30 seconds sounds about right to determine if a site could be offering the information you're searching for. Usually, I'd expect it to be far less that 30 seconds, but it depends on the nature of the site and the search.
I know it's a bit anecdotal, but I hope it helps.
Posted 08 September 2003 - 08:55 AM
Be sure you are breaking out the actual site visitors and any visits from bots. The bot visits may really skew those numbers if they are not filtered out.
Otherwise, an exit rate is something that is hard to determine, as every site has a different dynamic. However, 42% seems high.
My guess is that you have some bot visits mixed in there, otherwise, does your site target a subject that may also be interpreted as something else? Check your referral phrases and make sure they are accurate to your target audience. If everything checks out - the next step is to evaluate your homepage.
Posted 08 September 2003 - 10:57 AM
That's where the visitor either gave up on your site or found what he or she needed - it's one of the closest things you can get to a "customer satisfaction" statistic without actually having polls and other more complicated measurment tools.

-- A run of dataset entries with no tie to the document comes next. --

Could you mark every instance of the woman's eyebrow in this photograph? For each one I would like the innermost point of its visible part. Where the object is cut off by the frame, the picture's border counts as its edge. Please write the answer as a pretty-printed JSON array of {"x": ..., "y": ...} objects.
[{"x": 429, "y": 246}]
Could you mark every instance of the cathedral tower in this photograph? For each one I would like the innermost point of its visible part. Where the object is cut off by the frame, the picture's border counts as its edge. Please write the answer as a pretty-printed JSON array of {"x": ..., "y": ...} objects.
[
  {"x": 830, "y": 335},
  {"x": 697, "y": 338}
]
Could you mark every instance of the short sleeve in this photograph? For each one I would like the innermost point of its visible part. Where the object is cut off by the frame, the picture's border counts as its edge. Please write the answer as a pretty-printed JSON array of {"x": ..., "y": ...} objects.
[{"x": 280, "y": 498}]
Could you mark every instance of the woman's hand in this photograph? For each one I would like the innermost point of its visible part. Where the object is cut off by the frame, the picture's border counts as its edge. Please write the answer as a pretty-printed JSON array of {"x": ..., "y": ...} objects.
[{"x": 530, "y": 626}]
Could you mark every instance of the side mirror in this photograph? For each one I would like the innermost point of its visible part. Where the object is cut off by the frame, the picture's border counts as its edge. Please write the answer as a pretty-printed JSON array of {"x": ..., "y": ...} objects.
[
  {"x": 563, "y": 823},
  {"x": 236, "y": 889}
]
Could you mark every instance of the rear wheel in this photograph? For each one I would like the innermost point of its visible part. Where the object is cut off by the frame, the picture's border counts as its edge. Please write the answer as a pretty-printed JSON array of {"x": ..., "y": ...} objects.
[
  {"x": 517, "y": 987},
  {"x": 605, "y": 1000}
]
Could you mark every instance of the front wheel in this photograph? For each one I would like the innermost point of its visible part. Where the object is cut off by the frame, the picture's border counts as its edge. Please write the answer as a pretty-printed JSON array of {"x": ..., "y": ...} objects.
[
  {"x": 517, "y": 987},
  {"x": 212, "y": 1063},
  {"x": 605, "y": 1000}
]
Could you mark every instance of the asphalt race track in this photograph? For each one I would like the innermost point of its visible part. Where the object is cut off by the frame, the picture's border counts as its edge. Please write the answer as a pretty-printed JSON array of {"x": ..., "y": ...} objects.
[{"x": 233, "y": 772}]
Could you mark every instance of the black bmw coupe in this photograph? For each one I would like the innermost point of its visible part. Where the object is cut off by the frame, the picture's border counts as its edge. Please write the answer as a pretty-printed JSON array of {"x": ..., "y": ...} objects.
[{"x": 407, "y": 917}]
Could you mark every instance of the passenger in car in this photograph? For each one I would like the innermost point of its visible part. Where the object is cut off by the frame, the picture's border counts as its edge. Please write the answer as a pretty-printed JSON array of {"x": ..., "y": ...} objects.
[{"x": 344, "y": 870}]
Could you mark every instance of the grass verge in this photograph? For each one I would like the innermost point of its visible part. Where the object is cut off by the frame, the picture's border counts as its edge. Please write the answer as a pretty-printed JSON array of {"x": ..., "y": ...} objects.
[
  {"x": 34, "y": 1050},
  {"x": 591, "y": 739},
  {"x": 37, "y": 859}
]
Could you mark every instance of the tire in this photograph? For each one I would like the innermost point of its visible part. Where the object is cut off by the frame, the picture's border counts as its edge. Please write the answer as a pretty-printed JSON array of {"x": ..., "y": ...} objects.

Is the main exit page your splash page? That's a big problem. Take a look at it - does it have clear links to the inside that bots can follow? Does it load too slow? is it spammy? does it clearly tell visitors what the site is about?
If the order page is your main exit page, then you compare that to your actual sales - the difference is often a strong measurement of your ability to close the sale. Are your prices too high? Are you asking someone to "buy" without telling them the price? Is your shopping cart unclear?
If the main exit page is your thank you page, then congrats!
You can combine the exit page stats with most of the other stats to follow the visitor through your site, and you can pick up a LOT of great information!